As a high school student, Sam won the Eugene O’Neill Young Playwrights Competition with his original, one-act play entitled What First Amendment? He explains that the play is comedy about a fairly normal man who writes a letter expressing his feelings regarding the government and his disgust with the current state of affairs. Immediately after sending off this letter, he is visited by two bumbling Secret Service agents who arrive to “make his opinions more American.” At the College of Charleston, Sam plans to hone his writing skills with the intent of writing professionally in the future.
While still in the eighth grade, Christine and seven friends started the charity H.O.P.E (Help Other People Endure) to benefit South African children.

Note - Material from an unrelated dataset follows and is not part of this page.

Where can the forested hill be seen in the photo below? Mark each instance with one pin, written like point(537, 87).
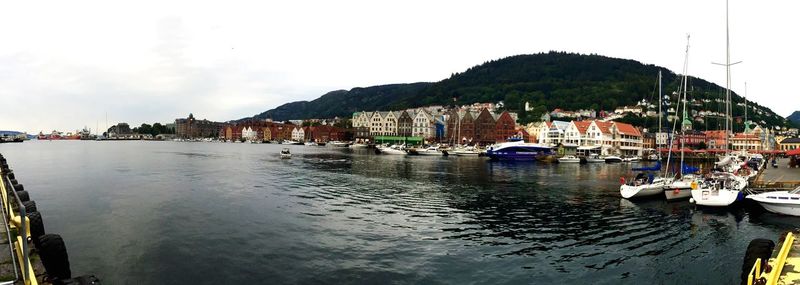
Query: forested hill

She remembers, “When we first came up with the idea, our parents thought it was cute, but they didn’t actually think it would be successful.” By their senior year in high school, these students had raised more than a million dollars hosting events like a fashion show that featured top designers, including Badgley Mischka, and a battle-of-the-bands concert with host Nick Lachey. H.O.P.E. was also featured in former President Bill Clinton’s book, Giving, and on Good Morning America. Ultimately, Christine said, “Visiting the South African village for the past three summers has taught me that doing the simplest things can help and save the lives of many in need. It has made me realize that helping others is something I want to do for the rest of my life.”